Question: On August 1, Year 3, Carleton Ltd. ordered machinery from a supplier in Hong Kong for HK$500,000. The machinery was delivered on October 1, Year

On August 1, Year 3, Carleton Ltd. ordered machinery from a supplier in Hong Kong for HK$500,000. The machinery was delivered on October 1, Year 3, with terms requiring payment in full by December 31, Year 3. On August 2, Year 3, Carleton entered a forward contract to purchase HK$500,000 on December 31, Year 3, at a rate of $0.165. On December 31, Year 3, Carleton settled the forward contract and paid the supplier.

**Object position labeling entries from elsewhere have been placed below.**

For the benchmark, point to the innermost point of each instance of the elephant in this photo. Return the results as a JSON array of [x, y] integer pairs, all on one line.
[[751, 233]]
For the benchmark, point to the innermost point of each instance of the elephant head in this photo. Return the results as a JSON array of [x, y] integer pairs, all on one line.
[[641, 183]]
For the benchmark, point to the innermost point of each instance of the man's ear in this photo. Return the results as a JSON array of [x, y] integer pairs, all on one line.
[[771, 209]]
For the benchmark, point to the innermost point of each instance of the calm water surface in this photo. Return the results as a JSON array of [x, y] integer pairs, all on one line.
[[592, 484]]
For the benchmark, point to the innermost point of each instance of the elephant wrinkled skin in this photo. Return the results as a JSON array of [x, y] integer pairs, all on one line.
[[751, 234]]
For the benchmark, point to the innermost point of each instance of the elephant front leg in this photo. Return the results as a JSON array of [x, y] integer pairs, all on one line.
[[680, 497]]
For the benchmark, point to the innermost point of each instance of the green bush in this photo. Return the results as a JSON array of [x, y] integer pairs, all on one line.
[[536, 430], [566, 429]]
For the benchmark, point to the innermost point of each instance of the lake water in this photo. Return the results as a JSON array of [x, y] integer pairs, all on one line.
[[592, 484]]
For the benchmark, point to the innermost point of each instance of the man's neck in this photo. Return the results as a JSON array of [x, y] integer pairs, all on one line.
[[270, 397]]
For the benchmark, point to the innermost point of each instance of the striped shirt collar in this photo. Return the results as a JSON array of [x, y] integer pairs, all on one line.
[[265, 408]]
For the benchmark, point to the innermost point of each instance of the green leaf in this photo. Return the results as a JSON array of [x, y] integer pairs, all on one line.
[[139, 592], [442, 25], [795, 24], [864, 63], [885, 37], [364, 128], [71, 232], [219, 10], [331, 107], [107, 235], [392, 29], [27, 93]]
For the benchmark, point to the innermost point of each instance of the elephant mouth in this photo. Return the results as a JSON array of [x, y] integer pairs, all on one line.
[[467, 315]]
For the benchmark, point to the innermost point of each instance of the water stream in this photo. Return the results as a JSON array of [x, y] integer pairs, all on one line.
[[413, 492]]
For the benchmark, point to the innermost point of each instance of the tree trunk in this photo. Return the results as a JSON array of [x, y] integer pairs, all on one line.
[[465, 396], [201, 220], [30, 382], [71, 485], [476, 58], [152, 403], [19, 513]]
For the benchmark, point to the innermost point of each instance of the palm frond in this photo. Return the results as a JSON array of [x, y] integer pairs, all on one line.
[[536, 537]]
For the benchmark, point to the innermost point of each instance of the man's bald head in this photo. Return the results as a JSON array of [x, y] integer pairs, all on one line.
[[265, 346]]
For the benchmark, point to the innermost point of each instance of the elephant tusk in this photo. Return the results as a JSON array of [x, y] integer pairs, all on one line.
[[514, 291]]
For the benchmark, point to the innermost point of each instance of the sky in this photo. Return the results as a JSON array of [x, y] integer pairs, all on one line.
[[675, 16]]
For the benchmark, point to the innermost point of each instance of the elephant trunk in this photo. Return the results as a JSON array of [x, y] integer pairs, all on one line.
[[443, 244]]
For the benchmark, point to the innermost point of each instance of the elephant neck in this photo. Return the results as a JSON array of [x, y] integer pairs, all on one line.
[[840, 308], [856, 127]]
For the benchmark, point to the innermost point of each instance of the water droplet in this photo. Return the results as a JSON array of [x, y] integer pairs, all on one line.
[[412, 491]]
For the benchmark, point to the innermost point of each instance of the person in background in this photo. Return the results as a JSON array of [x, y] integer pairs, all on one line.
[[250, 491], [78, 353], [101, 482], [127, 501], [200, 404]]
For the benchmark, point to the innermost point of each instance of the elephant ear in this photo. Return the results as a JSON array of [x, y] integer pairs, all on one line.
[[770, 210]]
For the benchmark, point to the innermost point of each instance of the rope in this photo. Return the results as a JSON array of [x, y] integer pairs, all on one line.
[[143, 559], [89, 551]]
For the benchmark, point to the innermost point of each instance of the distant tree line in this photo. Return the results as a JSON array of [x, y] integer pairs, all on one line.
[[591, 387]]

Exchange rates were as follows: Spot Rates # : August 1 and 2, Year 3 HK$1 = C$0.160 October 1, Year 3 HK$1 = C$0.164 December 31, Year 3 HK$1 = C$0.169. forward rate: August 1 and 2, Year 3 HK$1= C$0.165 , October 1, Year 3 HK$1 = C$0.168, December 31, Year 3 HK$1 =C$0.169

a) Assume that the forward contract was designated as a cash flow hedge of the firm commitment to purchase the machinery, and that the balance in accumulated other comprehensive income on October 1 was transferred to the machinery account when the machinery was delivered. Prepare the journal entries for Year 3 to record all the activity described above and prepare a summary journal entry for the combined effect of all entries.

b.)Assume that the forward contract was designated as a fair value hedge of the firm commitment to purchase the machinery and that the balance in the commitment asset/liability account on October 1 was transferred to the machinery account when the machinery was delivered. Prepare the journal entries for Year 3 to record all the activity described above and prepare a summary journal entry for the combined effect of all entries.

c.)Assume that hedge accounting was not applied. Prepare the journal entries for Year 3 to record all the activity described above and prepare a summary journal entry for the combined effect of all entries.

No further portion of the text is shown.